Both Alianna and her mother, Valerie Grant, who frantically drove up to Tallahassee on the afternoon of the FSU shooting, said during an interview with the Herald that they were “very disappointed” to learn after the tragedy that ChatGPT played a role in guiding the gunman.
“That was his assistant … it helped him,” Valerie Grant said. “Alianna was his first victim. … I didn’t know if she was going to be paralyzed. I was terrified. I didn’t have peace for months. Her life changed that moment.”
According to Grant’s suit, “Ikner’s queries [to Chat GPT] escalated into unmistakable pre-attack research,” including how to use certain firearms and ammunition and as well as the FSU campus as a hypothetical target.
Ikner, for example, asked the AI chatbot: If there was a shooting at FSU, how would the country react? ChatGPT responded: “If there were a shooting at Florida State University, the reaction across the country would likely follow a pattern seen with other high-profile mass shootings, especially at schools or universities.”

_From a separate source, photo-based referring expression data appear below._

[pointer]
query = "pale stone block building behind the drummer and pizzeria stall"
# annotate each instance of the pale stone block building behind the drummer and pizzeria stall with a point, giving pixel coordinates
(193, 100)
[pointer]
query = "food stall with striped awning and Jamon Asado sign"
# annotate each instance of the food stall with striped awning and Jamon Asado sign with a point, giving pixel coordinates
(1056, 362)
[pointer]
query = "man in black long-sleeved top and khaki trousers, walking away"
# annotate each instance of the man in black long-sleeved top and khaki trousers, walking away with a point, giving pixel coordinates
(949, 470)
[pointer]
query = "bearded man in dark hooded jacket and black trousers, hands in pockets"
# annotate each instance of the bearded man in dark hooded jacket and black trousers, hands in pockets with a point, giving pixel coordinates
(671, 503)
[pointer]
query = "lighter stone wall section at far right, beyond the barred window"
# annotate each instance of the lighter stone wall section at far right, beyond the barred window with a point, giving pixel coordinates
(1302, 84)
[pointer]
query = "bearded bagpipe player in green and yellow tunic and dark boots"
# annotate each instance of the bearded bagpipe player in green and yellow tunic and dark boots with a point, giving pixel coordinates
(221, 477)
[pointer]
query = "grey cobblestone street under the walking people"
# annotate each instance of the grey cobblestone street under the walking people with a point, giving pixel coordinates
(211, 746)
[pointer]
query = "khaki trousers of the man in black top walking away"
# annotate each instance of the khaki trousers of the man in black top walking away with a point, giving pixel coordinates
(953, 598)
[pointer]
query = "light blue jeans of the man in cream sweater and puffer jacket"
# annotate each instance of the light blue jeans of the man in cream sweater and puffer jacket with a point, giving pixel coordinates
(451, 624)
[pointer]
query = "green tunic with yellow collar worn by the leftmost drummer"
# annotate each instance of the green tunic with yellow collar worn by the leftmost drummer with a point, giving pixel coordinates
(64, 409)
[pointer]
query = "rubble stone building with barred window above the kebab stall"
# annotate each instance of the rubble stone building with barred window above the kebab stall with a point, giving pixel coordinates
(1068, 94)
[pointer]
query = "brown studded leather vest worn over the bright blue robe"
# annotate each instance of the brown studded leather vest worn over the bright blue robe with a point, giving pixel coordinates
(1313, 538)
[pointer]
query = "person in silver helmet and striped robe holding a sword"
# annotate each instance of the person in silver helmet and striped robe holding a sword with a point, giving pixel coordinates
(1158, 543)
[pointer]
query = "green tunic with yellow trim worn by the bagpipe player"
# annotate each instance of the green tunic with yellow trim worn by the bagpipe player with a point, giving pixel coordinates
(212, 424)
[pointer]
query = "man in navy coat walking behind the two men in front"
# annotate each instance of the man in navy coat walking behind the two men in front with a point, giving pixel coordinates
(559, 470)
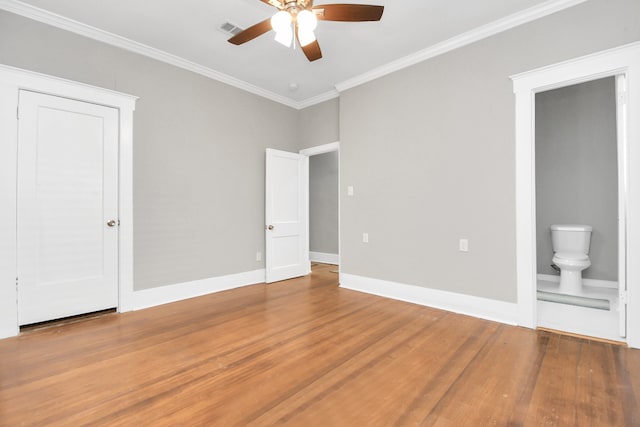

Ikner also queried ChatGPT about the peak hours of foot traffic at the FSU student union, according to the suit. ChatGPT responded: “The Florida State University student union experiences its busiest periods during weekday lunchtimes, typically between 11:30 a.m. and 1:30 p.m. This surge in activity is due to students gathering for meals, socializing, and attending events.”
Minutes later, Ikner opened fire at 11:57 a.m., the suit says.
Alianna Grant said she was able to complete her FSU bachelor’s degree with assistance, including a notetaker, and other accommodations. In the fall, she’s going to pursue a master’s in public relations and communications at the University of Florida.
Despite her recovery, Grant said she’s still carrying the scars of that day.
“I look in the mirror and I see the wounds,” she said. “It’s a hard pill to swallow.”